Seizing on an Iranian missile test, Israeli Prime Minister Benjamin Netanyahu and new U.S. President Donald Trump are nearing common ground on a tougher U.S. policy towards Tehran ahead of their first face-to-face talks at the White House.

But people familiar with the Trump administration's thinking say that its evolving strategy is likely to be aimed not at "dismantling" Iran's July 2015 nuclear deal with six world powers - as presidential candidate Trump sometimes advocated - but tightening its enforcement and pressuring the Islamic Republic into renegotiating key provisions.

Options, they say, would include wider scrutiny of Iran's compliance by the U.N. nuclear watchdog (IAEA), including access to Iranian military sites, and removing "sunset" terms that allow some curbs on Iranian nuclear activity to start expiring in 10 years and lift other limits after 15 years.

In a shift of position for Netanyahu, all signs in Israel point to him being on board with the emerging U.S. plan.
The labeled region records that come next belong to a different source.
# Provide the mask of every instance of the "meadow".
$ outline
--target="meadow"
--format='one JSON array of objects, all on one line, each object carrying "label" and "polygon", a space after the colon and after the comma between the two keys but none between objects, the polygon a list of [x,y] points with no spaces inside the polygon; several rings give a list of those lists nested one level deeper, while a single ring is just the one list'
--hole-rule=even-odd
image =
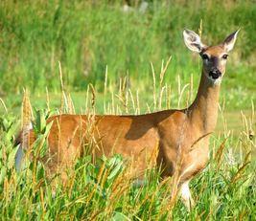
[{"label": "meadow", "polygon": [[[2,220],[255,220],[254,1],[1,1],[0,210]],[[201,23],[201,24],[200,24]],[[218,43],[242,28],[230,53],[210,160],[190,188],[189,213],[171,199],[157,168],[134,187],[132,159],[77,159],[52,191],[43,166],[26,157],[16,172],[13,141],[57,113],[144,114],[184,108],[197,94],[200,58],[182,29]],[[34,108],[35,107],[35,108]],[[28,111],[29,110],[29,111]],[[43,154],[44,149],[31,149]],[[57,174],[58,176],[58,174]]]}]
Two years ago, he infuriated the Obama White House by addressing the U.S. Congress to rally hawkish opposition to a budding Iran pact he condemned as a "historic mistake" that should be torn up.

As Trump and Netanyahu prepare for their Feb. 15 meeting, focus has shifted to Iran's ballistic missile test last week.

The White House said the missile launch was not a direct breach of the nuclear deal but "violates the spirit of that". Trump responded by slapping fresh sanctions on individuals and entities, some of them linked to Iran's elite Revolutionary Guards (IRGC).

A U.N. Security Council resolution underpinning the nuclear pact urges Iran to refrain from testing missiles designed to be able to carry nuclear warheads, but imposes no obligation.

However, Trump tweeted, "Iran is playing with fire" and "they don't appreciate how 'kind' President Obama was to them. Not me!" Trump's national security adviser, Michael Flynn, said Washington was putting Tehran on notice over its "destabilising activity". Netanyahu "appreciated" the comments.

Tehran bristled, warning that "roaring missiles" would fall on its enemies if its security is threatened. It also said its military would never initiate a war.